Among the buildings shown on the Hinman farm is an oast house: a special type of barn designed for the drying and baling of hops. Here’s a detail of the image showing Hinman’s oast house.
During the 1860s and 1870s, such barns were found throughout much of Wisconsin. Winnebago County certainly had to have had her share of them. Yet the illustration of the Hinman farm contains the only representation of a Winnebago County oast house I’ve come across.
For added perspective, here are a couple of oast houses similar to Hinman’s. These were on hop farms in Washington State.
These buildings were designed to be simple and effective. The taller portion of the oast house with its steeply pitched roof was above a slatted floor where freshly picked hops were laid out. Below them was a heat source, either a coal or wood fire.
The cone-like roof helped draw the warm air through the hops, drying them in the process (and perhaps adding a smoky character to the finished product?).
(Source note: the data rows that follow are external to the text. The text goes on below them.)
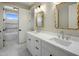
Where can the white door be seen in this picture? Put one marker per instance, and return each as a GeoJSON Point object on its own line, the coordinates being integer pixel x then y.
{"type": "Point", "coordinates": [24, 17]}
{"type": "Point", "coordinates": [10, 31]}
{"type": "Point", "coordinates": [1, 27]}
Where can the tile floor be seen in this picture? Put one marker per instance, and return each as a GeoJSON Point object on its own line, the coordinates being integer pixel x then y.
{"type": "Point", "coordinates": [12, 48]}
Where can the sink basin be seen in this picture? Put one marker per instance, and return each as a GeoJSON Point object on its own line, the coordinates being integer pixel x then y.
{"type": "Point", "coordinates": [61, 41]}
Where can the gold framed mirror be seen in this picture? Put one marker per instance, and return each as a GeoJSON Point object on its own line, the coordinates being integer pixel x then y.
{"type": "Point", "coordinates": [67, 16]}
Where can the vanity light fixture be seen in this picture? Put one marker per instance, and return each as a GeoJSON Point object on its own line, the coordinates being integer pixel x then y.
{"type": "Point", "coordinates": [55, 3]}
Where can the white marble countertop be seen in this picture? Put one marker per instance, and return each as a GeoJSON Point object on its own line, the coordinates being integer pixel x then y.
{"type": "Point", "coordinates": [73, 48]}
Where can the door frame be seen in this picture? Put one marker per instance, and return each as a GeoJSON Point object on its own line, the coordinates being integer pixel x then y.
{"type": "Point", "coordinates": [17, 17]}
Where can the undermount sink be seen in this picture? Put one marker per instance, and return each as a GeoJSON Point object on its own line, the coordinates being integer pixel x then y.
{"type": "Point", "coordinates": [61, 42]}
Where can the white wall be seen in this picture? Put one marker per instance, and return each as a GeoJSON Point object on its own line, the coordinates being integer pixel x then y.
{"type": "Point", "coordinates": [50, 21]}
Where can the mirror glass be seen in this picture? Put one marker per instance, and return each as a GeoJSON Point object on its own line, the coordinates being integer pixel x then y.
{"type": "Point", "coordinates": [67, 15]}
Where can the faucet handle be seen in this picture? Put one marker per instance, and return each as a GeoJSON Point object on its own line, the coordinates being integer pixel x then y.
{"type": "Point", "coordinates": [68, 37]}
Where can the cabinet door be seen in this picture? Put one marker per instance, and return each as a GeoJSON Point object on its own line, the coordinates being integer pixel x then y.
{"type": "Point", "coordinates": [47, 49]}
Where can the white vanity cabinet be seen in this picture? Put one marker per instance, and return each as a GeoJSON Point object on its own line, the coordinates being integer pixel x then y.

The black pipe that appears at the front of the Hinman oast house acted as a secondary vent to help control the heat generated within.
When the hops were sufficiently dry, they were raked into the adjoining portion of the barn. There they cooled before being dropped through a hole in the floor and compressed into burlap sacks known as pockets.
Here’s a diagram of an oast house very much like Hinman’s that illustrates the process.
And here are three pockets of finished product outside of an English oast house.
By the 1900s, this handcraft method of processing hops once used at the Hinman farm had given way to a more mechanical approach. And by that time, hop cultivation in Winnebago County had been over and done with for decades. Barely a trace of that culture survived the ensuing years. The drawing of the Hinman farm is a faint echo from that past.
The Lorenzo Hinman farm is just so comfortably pastoral. Perfectly straight fence, prosperous looking home, orchard, and of course the oast. Even his small farm oast makes you wonder how many hands were needed to hand pick the annual hop harvest. The hand labor required to plant, weed, and irrigate his hop yard just to bring it to harvest must have been tremendous. This is a very interesting blog post. Good work.
ReplyDeleteThanks, Leigh. That's one of the things that keeps coming back to me when I dig into these old hop yards: the sheer amount of hand work must have seemed overwhelming. It's a wonder they were able to do it.
DeleteAre there any Hinmans left in the area?